Received 17 July 2017; Accepted 17 September 2017; Published 11 October 2017

Academic Editor: Vered Padler-Karavani

Copyright © 2017 Kannan P. Samy et al. This is an open access article distributed under the Creative Commons Attribution License, which permits unrestricted use, distribution, and reproduction in any medium, provided the original work is properly cited.
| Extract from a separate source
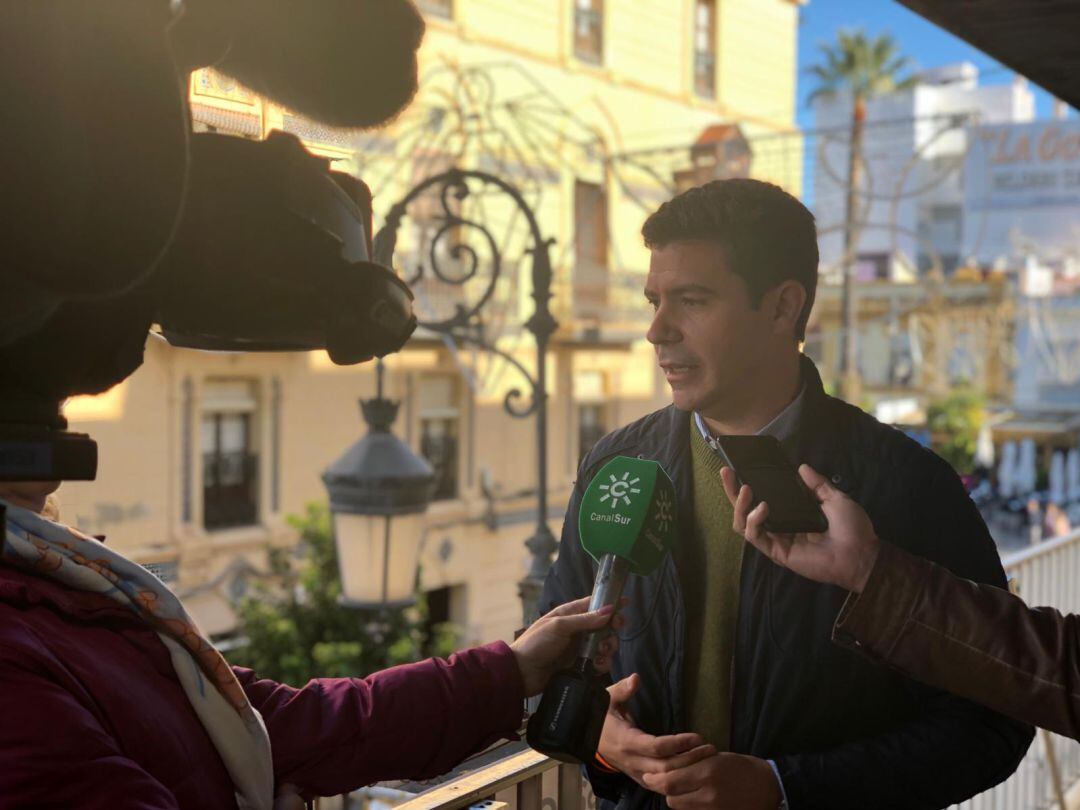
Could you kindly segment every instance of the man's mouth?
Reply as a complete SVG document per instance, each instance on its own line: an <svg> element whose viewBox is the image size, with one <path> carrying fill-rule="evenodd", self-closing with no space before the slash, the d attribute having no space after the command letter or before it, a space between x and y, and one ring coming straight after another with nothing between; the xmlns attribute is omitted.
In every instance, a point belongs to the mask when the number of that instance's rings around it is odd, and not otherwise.
<svg viewBox="0 0 1080 810"><path fill-rule="evenodd" d="M682 374L687 374L697 368L694 363L675 363L668 360L660 363L660 368L664 370L664 373L669 377L676 377Z"/></svg>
Pig-to-human xenotransplantation offers a potential bridge to the growing disparity between patients with end-stage organ failure and graft availability. Early studies attempting to overcome cross-species barriers demonstrated robust humoral immune responses to discordant xenoantigens. Recent advances have led to highly efficient and targeted genomic editing, drastically altering the playing field towards rapid production of less immunogenic porcine tissues and even the discussion of human xenotransplantation trials. However, as these humoral immune barriers to cross-species transplantation are overcome with advanced transgenics, cellular immunity to these novel xenografts remains an outstanding issue. Therefore, understanding and optimizing immunomodulation will be paramount for successful clinical xenotransplantation. Costimulation blockade agents have been introduced in xenotransplantation research in 2000 with anti-CD154mAb. Most recently, prolonged survival has been achieved in solid organ (kidney xenograft survival > 400 days with anti-CD154mAb, heart xenograft survival > 900 days, and liver xenograft survival 29 days with anti-CD40mAb) and islet xenotransplantation (>600 days with anti-CD154mAb) with the use of these potent experimental agents. As the development of novel genetic modifications and costimulation blocking agents converges, we review their impact thus far on preclinical xenotransplantation and the potential for future application.